Warum engagieren Sie sich in Sachen Safeguarding?
Gertrud Casel: Ich sehe Safeguarding als Teil eines notwendigen weltweiten Lernprozesses, Gewalt und Machtmissbrauch zu "verlernen". Organisationen, staatliche wie nichtstaatliche, auch kirchliche, haben dabei besondere Möglichkeiten, aber auch die Aufgabe, mit ihrem Regelwerk einen gewaltfreien respektvollen Umgang zu fördern und Standards zu setzen. Es geht um Glaubwürdigkeit. Was wir in der Entwicklungszusammenarbeit erreichen wollen, müssen wir auch selbst praktizieren. Es geht um Vertrauen und Verlässlichkeit nach innen und außen.
Eine Safeguarding-Policy umzusetzen, ist für mich wie eine Flagge zu hissen, die signalisiert: Wir kümmern uns mit den Maßnahmen, die uns möglich sind, darum, dass wir ein sicheres Arbeitsumfeld haben, dass wir gewaltfrei zusammenarbeiten und keine Form von sexuellen Übergriffen und sexuellem Missbrauch dulden. Wir sind eine Organisation, in der solche Missstände angesprochen werden können und Fehlverhalten Konsequenzen hat. Wir setzen uns mit aller Kraft dafür ein, dass sowas nicht vorkommt. Insofern sind die präventiven Maßnahmen zur Sensibilisierung, vor allem auch die Enttabuisierung von Übergriffen oder Belästigung, wichtige Teile der Strategie.
Wie kam es dazu, dass Sie Ombudsfrau wurden?
Gertrud Casel: Als Geschäftsführerin von Justitia et Pax war ich lange Jahre in der Mitgliederversammlung von AGIAMONDO und kenne die Personelle Zusammenarbeit daher gut. Schon Anfang der 2000er-Jahre haben wir im Rahmen der Gemeinsamen Konferenz Kirche und Entwicklung, GKKE, die kirchlichen Hilfswerke ermutigt, offensiver Präventionsstrategien gegen Machtmissbrauch, hier zunächst gegen Korruption, zu entwickeln. Später wurden in entsprechenden Leitlinien auch die Punkte sexuelle Gewalt und sexueller Missbrauch aufgegriffen. Für die Safeguarding-Strategie von AGIAMONDO war es wichtig, eine unabhängige externe erfahrene Person zu finden, die von Betroffenen vertrauensvoll angesprochen werden kann. Und da ich nun schon eine Weile im Ruhestand bin, extern und unabhängig, hat mich die Geschäftsführerin von AGIAMONDO gefragt, ob ich mir vorstellen kann, das Amt zu übernehmen.

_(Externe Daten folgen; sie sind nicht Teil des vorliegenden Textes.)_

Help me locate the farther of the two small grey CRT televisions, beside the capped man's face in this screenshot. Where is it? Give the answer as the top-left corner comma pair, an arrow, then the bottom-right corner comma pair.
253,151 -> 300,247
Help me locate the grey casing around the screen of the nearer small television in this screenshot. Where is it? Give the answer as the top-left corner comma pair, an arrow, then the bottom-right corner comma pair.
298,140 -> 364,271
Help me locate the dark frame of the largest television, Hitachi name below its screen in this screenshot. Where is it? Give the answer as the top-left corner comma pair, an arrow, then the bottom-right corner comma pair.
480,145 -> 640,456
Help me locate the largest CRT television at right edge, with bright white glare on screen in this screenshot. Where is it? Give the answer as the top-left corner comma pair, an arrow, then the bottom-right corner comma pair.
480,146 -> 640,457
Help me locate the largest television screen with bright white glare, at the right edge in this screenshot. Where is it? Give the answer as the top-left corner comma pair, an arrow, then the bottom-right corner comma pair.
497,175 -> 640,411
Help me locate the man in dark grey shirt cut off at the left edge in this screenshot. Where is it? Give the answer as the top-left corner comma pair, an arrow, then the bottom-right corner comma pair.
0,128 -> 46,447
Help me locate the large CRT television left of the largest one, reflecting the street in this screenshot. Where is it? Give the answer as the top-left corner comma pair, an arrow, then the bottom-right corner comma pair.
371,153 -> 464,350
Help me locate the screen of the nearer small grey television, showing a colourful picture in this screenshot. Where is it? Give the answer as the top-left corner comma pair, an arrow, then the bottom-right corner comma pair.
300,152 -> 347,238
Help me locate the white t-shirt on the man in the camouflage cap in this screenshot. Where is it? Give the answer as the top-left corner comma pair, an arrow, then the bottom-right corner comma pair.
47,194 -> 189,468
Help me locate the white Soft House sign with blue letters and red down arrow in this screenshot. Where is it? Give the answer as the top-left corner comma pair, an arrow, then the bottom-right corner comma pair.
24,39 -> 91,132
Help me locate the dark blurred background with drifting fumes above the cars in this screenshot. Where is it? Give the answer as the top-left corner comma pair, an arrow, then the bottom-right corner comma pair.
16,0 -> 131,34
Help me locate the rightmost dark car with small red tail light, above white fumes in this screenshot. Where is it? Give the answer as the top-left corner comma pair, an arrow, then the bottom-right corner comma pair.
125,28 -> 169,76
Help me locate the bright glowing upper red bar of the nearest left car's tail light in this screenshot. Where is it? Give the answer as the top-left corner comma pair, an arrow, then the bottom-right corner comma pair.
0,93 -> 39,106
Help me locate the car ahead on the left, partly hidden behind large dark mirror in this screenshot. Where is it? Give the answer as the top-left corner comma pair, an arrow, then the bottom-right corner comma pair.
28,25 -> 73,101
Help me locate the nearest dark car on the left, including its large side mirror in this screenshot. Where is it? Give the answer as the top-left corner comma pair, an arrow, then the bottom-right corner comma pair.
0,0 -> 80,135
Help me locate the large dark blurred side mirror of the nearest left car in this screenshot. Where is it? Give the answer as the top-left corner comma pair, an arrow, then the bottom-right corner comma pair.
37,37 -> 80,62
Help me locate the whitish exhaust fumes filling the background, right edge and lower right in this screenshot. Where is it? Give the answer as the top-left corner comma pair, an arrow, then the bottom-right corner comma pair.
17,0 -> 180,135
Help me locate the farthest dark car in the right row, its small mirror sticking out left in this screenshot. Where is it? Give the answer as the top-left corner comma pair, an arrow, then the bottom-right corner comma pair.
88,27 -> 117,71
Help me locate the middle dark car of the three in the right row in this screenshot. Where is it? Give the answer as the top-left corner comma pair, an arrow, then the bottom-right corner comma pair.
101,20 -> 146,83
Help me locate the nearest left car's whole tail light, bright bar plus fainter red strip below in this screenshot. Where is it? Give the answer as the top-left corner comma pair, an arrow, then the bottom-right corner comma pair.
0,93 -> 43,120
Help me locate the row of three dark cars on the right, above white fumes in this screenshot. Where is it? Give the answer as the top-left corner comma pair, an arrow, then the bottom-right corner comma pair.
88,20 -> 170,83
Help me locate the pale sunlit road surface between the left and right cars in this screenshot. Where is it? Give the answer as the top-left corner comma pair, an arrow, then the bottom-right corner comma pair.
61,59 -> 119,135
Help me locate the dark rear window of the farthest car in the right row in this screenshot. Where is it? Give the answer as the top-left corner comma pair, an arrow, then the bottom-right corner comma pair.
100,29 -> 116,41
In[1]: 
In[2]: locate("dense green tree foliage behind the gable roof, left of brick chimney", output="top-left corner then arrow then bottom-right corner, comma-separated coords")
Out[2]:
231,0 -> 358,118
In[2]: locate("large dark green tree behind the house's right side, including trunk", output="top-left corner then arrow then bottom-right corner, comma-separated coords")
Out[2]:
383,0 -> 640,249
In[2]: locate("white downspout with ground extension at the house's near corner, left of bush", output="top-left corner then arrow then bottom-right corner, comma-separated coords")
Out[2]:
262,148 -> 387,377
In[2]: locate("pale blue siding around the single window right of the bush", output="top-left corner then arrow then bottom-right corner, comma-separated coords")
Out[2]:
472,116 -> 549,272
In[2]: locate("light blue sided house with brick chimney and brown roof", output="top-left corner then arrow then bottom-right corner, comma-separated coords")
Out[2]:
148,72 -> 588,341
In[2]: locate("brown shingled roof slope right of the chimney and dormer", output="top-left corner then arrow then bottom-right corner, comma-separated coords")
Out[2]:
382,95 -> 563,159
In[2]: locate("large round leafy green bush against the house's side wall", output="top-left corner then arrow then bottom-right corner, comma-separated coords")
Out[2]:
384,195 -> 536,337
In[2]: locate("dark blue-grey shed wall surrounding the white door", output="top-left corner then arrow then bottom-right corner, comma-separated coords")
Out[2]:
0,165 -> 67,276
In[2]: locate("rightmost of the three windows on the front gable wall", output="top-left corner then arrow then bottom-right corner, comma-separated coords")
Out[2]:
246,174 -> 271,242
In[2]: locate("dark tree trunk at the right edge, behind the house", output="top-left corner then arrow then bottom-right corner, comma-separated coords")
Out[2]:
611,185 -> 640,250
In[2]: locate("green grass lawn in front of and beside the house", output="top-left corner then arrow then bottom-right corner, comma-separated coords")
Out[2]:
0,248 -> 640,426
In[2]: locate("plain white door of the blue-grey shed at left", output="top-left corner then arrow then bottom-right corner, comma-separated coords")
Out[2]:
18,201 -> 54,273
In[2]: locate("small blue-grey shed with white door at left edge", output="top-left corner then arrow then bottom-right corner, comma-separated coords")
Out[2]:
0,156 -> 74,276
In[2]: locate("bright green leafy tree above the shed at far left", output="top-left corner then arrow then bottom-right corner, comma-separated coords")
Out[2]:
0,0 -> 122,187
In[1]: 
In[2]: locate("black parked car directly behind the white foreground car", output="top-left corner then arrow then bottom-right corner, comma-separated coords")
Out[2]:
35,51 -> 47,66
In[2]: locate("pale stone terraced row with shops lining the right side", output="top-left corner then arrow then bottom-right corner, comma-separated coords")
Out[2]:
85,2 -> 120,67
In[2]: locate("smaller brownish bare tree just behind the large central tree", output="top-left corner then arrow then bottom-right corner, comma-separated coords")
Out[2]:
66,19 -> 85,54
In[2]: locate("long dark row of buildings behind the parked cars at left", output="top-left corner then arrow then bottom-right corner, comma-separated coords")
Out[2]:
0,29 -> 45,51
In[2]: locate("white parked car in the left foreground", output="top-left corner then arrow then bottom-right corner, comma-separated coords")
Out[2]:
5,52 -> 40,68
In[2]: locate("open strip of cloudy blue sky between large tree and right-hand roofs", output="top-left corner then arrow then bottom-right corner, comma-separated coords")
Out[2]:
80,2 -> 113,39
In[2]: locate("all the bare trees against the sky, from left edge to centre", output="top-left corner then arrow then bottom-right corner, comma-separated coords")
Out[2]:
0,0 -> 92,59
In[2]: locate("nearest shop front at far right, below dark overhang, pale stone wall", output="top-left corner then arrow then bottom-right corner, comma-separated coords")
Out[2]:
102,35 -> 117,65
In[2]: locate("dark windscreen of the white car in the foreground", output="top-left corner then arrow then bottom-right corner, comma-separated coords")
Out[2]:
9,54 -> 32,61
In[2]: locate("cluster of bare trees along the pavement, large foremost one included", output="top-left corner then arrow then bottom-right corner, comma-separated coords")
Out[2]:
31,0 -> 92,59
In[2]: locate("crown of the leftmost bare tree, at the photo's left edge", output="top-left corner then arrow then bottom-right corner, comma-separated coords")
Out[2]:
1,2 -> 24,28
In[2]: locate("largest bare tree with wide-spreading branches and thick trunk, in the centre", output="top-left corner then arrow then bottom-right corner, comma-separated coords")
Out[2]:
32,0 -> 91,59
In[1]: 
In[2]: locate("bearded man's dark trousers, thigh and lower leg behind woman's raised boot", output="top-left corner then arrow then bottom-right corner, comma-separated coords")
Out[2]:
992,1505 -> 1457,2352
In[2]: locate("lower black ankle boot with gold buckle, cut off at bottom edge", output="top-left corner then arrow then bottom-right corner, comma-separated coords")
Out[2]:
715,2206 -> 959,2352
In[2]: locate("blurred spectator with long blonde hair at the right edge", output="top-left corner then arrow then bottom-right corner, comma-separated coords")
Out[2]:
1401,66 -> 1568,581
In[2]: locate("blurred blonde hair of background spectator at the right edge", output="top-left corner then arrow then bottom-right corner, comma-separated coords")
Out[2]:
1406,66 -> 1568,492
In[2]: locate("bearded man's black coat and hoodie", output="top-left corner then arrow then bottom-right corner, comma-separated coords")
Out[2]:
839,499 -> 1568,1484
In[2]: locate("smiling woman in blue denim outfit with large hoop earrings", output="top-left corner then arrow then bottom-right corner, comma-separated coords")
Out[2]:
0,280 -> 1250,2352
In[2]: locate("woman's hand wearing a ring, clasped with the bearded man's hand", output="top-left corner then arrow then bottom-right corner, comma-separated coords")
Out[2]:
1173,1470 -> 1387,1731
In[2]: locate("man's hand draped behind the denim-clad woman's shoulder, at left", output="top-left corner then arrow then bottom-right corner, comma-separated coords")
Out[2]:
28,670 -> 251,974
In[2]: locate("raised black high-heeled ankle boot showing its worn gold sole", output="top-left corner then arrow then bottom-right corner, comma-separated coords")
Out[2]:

Was ist eigentlich Ihre Rolle als Ombudsfrau?
Gertrud Casel: Ich bin Ansprechpartnerin, wenn Personen der Leitungsebene oder des Safeguarding-Kompetenzteams von AGIAMONDO in Verdachtsfälle involviert sind oder Betroffene Befürchtungen haben, dass diese Personen befangen sein könnten. Sie können dann auf mich als neutrale Person zugehen. Damit soll verhindert werden, dass aufgrund von Hierarchien und Abhängigkeitsverhältnissen die Aufklärung von Verdachtsfällen erschwert wird. Und ich stehe dem Safeguarding-Team als Beraterin für die Umsetzung und Weiterentwicklung der Safeguarding-Policy zur Verfügung.